イヴ・サンローランの"片割れ"とまで言われたミューズ
BETTY CATROUX(ベティ・カトルー)に焦点を当てた今回の展示。
サンローランの現クリエイティブ・ディレクター、アンソニー・ヴァカレロが監修。
ベティからピエール・ベルジェ=イヴ・サンローラン財団へ寄贈された数々の貴重なピースを間近で見られます。
サンローランの歴史を辿りながら、彼女のアンドロジナスな魅力が存分に体感できる素敵な内容でした!

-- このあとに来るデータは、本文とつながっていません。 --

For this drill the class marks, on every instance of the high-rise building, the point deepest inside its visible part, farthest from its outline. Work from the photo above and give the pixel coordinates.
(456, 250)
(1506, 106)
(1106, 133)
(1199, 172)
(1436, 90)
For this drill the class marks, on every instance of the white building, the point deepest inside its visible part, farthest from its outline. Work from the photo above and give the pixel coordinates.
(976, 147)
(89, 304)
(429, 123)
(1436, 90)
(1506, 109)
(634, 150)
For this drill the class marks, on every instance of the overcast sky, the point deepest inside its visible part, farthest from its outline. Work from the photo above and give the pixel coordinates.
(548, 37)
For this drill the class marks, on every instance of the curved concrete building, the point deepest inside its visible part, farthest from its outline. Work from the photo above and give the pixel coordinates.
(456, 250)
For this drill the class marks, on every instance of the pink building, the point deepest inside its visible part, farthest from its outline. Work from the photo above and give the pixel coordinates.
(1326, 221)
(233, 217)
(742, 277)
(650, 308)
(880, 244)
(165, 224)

何となく、展示されるのは60~70年代のものが多いのかなと思っていたけど、90年代のオートクチュールコレクションのものが多くて意外に最近ねぇなんて言っていたら、友人に「90年代でもまあまあ昔だよw」と言われてハッとしました時の流れについていけてない…ww
どこにもいない完璧なスタイル、人に媚びない、芯のある、そして否が応でも周りを魅了してしまう。そんな人物。
今でこそ女性がメンズっぽい格好をするのも別に普通だけど、男性用のスーツを女性らしさを引き立たせるようにアレンジして作ったイヴ・サンローラン。それまで男!女!と2択しかなかったファッションの世界では革命的だったんだろうな。そのインスピレーション源になったのがベティ。

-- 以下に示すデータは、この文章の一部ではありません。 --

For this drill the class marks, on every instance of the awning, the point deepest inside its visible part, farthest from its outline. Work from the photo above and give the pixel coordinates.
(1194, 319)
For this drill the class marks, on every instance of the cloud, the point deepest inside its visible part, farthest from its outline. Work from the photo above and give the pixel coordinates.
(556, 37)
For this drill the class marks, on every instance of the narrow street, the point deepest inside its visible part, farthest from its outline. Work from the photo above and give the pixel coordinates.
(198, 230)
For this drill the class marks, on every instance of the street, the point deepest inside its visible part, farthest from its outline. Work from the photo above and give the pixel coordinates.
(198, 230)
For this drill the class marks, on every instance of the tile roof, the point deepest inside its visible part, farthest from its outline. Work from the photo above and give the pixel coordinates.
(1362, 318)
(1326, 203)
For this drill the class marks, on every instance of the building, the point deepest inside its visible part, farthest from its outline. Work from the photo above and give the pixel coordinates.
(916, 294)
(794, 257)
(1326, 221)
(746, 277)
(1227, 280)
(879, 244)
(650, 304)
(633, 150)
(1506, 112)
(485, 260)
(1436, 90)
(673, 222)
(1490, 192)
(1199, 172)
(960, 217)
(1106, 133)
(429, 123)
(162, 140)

というわけでここからは、イヴ・サンローランの代表的なルック、キーワードを辿っていきましょう!
サファリジャケット
ワイルドで強い女性のイメージだけど、意外にも着こなしで変化が楽しめるアイテム。カチッとしたスーツスタイルから、若々しいミニワンピスタイルも。

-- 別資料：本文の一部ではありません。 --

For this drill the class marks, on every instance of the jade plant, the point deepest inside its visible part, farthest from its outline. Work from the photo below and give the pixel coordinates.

フェミニンからマスキュリンまでいろんな着方ができる!
ルル・ドラ・ファレーズとイヴとベティ。ルルはベティとは対照的な雰囲気でキュート!
ベティはルルについて「彼女はとても陽気で楽観的だった一方で、私たちはすべてに悲観的だった」とも語っている。
レザー
サンローランといえばのブラックレザー。
流れるようなラインが美しいドレスや、ムダを削ぎ落としたつるんとしたジャンプスーツは、こんな滑らかな表面なのに、革なの?!という驚き。
素材自体の質の良さもあるんだろうけど、間近で見ると仕立ての良さがすごーく分かる。
タキシード
「THE メンズ服」なタキシードを女性が着ること。
その概念を作り出したのもイヴ・サンローラン。
ベティの着こなしは、素肌にジャケット、ノーアクセの潔さ。これはかなーりハードル高い、自信がないとできないなぁ。めちゃくちゃかっこいい。
(その昔、葉巻の灰がついても床に落ちやすいようにーってシルクサテンの喫煙用のスモックを着ていたって、知らなかった!!そこから派生してサンローランのレディス向けタキシードが作られたとか。)
ベティのインタビュー動画のなかで紹介している服の実物が!展示されててドキドキ。家ぐらいの値段の服とか言っててびびる。
シャネルにサンローランを紹介したり、ファッション史に残る逸話がバンバン飛び出す生ける伝説のベティ。
スカーフは大嫌い、結婚式にファーを着たり、自由でノールールな生き方がそのミステリアスな容姿に表れている。
誘惑が生きがいで、毎晩パーティー三昧、ときに羽目を外しすぎることも。
薬物更生施設に入院したり、、そんな時代もあったわ、と笑って話すところが、もう!
今でも若い子たちに混じって2時間ダンスをしているんだそう。すげーな。全く年齢を感じさせない。性別も年齢も関係ないわって感じ。
服に追いかけられる、逃げれは逃げるほど追いかけてくる、って言ってたのが印象的。そりゃーこんなザ・モデル!な人物、とにかく服着せてみたいもんな。
最後の展示室は、ベティへのトリビュートとして近年アンソニー・ヴァカレロが制作したウィメンズコレクション。
ここまで見てきたサンローランのスピリットが、現代へと脈々と受け継がれているのだなぁと実感できるコレクションだった…!
ほわぁ~っとした頭で会場を出ると、ドアマンの男性に
merci!アリガトウゴザイマシタ て言われて現実に引き戻された笑
会場ではQRコードでアクセスすると富永愛さまの解説を聴きながら観られるので、ぜひイヤホン持参で!
(これは私の理解力が乏しいからなのだけど、サイトの構成が分かりにくくて会場で存分に体感できずに帰宅後にゆっくり解説を読み込みました…作品を見ながら一つ一つ味わいたかった涙)
会期は12/11まで。LINEで事前予約制です。